Let’s re-write this query so instead of computing a rolling average, we only compute a six month average based on today’s date. The first step is to grab just the data for today. Experienced SQL Server developers would say “Ah ha, I can do this using some kind of date math function in conjunction with
GETDATE().” Hive has its own function names that accomplish the same things:
SELECT * FROM table t WHERE date > date_sub(cast(unix_timestamp() as TIMESTAMP), 180) ;
What we’re trying to accomplish here is tell Hive, “Hey, I want to see all rows where
date is greater than the current time (in seconds since 1970), converted to a
TIMESTAMP, minus 180 days.” This doesn’t work, but it’s not by lack of syntactical correctness. There’s a bug in how Hive handles converting Unix time to a
TIMESTAMP (HIVE-3454). The documenation and spec says that during a
CAST, Hive should treat an
INTEGER as seconds since epoch and other numeric types as milliseconds since epoch.

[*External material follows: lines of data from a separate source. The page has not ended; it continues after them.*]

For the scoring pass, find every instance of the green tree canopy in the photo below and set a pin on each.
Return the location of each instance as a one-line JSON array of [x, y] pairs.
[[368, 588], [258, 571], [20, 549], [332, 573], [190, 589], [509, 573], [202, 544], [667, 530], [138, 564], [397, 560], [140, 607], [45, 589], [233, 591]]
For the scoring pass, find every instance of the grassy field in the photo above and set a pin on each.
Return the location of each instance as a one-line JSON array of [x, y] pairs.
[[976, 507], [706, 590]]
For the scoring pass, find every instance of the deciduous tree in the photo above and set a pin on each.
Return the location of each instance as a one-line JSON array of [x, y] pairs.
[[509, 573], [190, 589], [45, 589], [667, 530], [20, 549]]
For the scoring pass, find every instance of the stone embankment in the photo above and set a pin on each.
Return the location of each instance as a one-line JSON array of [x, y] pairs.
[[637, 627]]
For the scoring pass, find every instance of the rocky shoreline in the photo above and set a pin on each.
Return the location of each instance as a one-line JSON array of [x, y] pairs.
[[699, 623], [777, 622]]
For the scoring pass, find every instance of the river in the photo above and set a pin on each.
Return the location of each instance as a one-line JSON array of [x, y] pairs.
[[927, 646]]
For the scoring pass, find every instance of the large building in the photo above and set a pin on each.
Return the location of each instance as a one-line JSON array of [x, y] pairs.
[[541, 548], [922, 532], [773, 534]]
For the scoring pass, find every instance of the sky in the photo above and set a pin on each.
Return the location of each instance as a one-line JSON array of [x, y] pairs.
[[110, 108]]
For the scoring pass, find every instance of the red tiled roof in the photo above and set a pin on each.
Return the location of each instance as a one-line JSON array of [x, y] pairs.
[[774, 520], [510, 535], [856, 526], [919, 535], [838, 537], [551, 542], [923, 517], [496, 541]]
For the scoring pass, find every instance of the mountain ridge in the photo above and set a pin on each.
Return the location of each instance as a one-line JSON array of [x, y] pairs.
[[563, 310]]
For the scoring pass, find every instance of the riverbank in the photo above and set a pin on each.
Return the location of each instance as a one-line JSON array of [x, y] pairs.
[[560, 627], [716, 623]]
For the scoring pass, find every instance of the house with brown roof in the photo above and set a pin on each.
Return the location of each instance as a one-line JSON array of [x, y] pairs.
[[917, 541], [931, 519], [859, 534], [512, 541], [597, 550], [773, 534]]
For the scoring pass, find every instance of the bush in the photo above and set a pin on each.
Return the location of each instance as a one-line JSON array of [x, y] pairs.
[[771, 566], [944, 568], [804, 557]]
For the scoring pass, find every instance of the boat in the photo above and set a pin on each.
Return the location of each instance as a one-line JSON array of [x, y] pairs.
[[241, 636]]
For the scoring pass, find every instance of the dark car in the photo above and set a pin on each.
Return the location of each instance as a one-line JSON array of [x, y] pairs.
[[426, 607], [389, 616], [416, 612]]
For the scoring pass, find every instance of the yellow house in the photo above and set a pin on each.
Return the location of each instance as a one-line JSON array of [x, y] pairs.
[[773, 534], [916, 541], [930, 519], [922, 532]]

What HIVE-3454 means is that our query will give us an average of data since some time in early January, 1970. While interesting, that’s not what we’re looking for. To make sure that we get the right time, the best approach is to perform date comparison using seconds instead of time functions. This next query almost works (it finds anything less than 180 days from right now):
SELECT * FROM table t WHERE unix_timestamp() - created < 180 * 24 * 60 * 60 ;
Since we really want to get an average based on the previous 180 days, we tell Hive to round to the current time to the nearest day
from_unixtime(unix_timestamp(),'yyyy-MM-dd'), subtract 180 days
datesub(value, 180) and then treat that as a temporal value
SELECT * FROM table t WHERE created > unix_timestamp(date_sub(from_unixtime(unix_timestamp(),'yyyy-MM-dd'),180),'yyyy-MM-dd') ;
What’s The Best Solution?
Through developing these queries, I found that the best approach to computing a rolling average in Hive is to approach the problem in chunks. It’s necessary to be more explicit in the queries presented to Hive. While Hive doesn’t have a sophisticated query optimizer, Hive does give developers the ability to run queries across many servers and perform a massive amount of data processing very quickly. Although we have a lot of power at our disposal, we have to make a bit of extra effort when developing queries to ensure that they perform well.